Imagine you could choose a moment to be born, and you were offered three options: a century ago, half a century ago, or right now. Let’s assume that, behind your veil of ignorance, you don’t know in advance where on earth you’ll end up. Which era would you choose? Of course the thought experiment is not entirely fair, because we already know how the last century unfolded. But still, which time looks like the most auspicious and hopeful one to draw your first breath on this beautiful planet: 1923, 1973, or 2023?
If you were to ask the tens of thousands of activists that are protesting on the streets, gluing themselves to highways, blocking roads and staging die-ins – I doubt that ‘2023’ would be the most frequently picked answer. According to the founder of Extinction Rebellion, climate change will lead to the “slaughter, death, and starvation of 6 billion people this century”. According to Just Stop Oil, the climate group behind many disruptive actions making news headlines, any further exploration of oil and gas will amount to “genocide” and the “starvation and the slaughter of billions”, and will “condemn humanity to oblivion”. Four in ten Americans (39%) believe the odds that global warming will lead to human extinction are 50% or higher. Not surprisingly, among childless adults, a quarter cite climate change as part of their motivation. Because what’s the point of having children if you can’t give them a liveable future? As one young woman put it: “I feel like I can’t in good conscience bring a child into this world and force them to try and survive what may be apocalyptic conditions.”

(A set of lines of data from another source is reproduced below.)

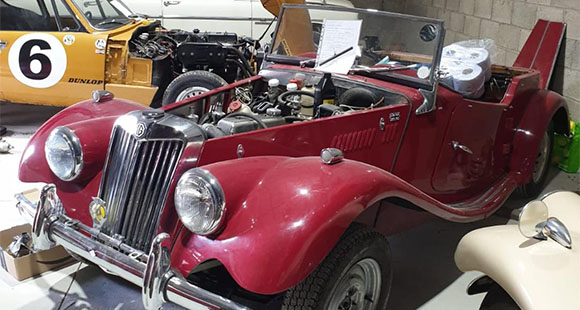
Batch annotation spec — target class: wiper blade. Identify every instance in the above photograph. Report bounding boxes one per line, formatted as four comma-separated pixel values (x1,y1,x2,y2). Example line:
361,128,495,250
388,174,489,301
300,46,354,68
349,64,418,73
318,46,354,66
95,19,129,26
266,54,304,66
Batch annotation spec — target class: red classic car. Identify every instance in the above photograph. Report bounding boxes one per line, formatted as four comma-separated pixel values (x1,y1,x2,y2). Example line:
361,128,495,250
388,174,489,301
19,5,568,309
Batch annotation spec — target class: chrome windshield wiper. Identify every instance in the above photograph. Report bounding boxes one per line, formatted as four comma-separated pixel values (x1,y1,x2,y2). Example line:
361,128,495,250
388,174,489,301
95,19,131,27
300,46,354,68
349,64,418,74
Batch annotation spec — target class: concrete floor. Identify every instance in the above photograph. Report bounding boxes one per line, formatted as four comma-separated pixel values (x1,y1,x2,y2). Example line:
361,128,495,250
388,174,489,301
0,103,580,310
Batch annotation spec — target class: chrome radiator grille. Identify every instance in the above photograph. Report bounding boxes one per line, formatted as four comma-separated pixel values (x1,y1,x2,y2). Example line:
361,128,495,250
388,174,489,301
99,125,184,252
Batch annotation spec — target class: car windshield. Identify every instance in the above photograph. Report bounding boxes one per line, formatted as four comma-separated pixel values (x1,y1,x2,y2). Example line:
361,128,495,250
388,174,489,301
268,5,444,87
73,0,131,29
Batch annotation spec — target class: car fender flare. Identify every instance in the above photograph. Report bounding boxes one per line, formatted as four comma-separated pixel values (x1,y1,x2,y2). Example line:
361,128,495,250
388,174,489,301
172,156,508,294
510,90,569,184
455,192,580,309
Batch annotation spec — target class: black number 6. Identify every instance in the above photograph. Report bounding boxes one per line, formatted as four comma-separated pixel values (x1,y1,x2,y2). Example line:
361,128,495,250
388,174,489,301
18,40,52,80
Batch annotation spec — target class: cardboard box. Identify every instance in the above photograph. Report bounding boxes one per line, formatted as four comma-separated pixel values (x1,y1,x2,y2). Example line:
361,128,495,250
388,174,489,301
0,224,76,281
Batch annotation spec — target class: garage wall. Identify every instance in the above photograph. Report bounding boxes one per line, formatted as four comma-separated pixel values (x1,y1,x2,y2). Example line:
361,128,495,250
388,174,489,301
353,0,580,121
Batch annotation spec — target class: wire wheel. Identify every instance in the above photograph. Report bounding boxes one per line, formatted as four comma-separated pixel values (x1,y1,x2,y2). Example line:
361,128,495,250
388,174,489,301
328,258,381,310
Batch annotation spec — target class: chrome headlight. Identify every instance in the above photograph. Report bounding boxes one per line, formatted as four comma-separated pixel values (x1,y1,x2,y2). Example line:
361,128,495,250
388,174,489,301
44,127,83,181
175,168,225,235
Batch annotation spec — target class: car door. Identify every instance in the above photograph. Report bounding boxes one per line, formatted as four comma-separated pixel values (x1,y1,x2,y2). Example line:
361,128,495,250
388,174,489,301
432,94,504,192
0,0,106,106
163,0,252,36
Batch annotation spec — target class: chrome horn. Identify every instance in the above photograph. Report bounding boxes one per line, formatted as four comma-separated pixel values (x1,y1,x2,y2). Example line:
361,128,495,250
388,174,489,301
519,200,572,249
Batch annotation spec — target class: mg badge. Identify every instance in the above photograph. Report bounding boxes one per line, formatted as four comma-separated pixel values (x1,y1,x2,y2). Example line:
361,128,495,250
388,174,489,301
135,123,147,138
89,197,107,228
389,112,401,123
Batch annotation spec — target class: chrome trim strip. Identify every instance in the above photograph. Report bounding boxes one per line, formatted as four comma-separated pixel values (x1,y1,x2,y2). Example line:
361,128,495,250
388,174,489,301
538,189,576,201
447,176,515,210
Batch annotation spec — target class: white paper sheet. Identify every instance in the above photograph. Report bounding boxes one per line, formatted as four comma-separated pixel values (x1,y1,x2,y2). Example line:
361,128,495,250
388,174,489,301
315,19,362,74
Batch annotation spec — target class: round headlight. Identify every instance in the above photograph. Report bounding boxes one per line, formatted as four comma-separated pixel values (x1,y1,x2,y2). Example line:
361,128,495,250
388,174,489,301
44,127,83,181
175,168,225,235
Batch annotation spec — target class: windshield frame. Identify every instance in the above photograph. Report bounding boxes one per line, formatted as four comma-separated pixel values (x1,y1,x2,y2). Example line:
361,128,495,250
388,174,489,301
67,0,133,31
265,3,445,91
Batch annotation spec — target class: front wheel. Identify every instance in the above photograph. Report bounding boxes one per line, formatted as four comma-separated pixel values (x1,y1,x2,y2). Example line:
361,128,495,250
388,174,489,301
282,224,392,310
162,71,228,106
479,284,520,310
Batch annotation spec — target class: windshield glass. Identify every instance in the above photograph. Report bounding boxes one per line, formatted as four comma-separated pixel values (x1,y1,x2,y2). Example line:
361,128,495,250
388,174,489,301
270,5,444,85
73,0,131,29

Before we consider the future of our climate, let’s get some perspective. Here’s a not unimportant consideration should you consider to have a baby: what are its chances of dying? Fifty years ago, in 1973, the global child mortality rate was three and a half times higher than today (three times even in the U.S.), and in 1923 almost nine times higher. The distant past was even worse. For all of human history up until the Industrial Revolution, at least 3 in 10 children died before reaching their 5th birthday. In the past half century extreme poverty has also been slashed, for the first time in history: while 9 out of 10 people were extremely poor before the Industrial Revolution, today the proportions are inverted: less than 1 out of 10 fall below the absolute poverty level. In almost every respect, the world is a much better place to be born right now than at any previous time in history.
So far so good. But of course all of this leaves open the possibility that our hard-won progress will soon be swept away by catastrophic global warming. Progress is not something that is mandated by the law of nature, after all, and there is no guarantee that it will continue indefinitely in the future. And yet, as I hope to convince you, such a catastrophe is extremely unlikely. In fact, it is doubtful whether any of our recent victories over poverty and child mortality will be lost again, let alone slide back to the levels of 1973 or 1923.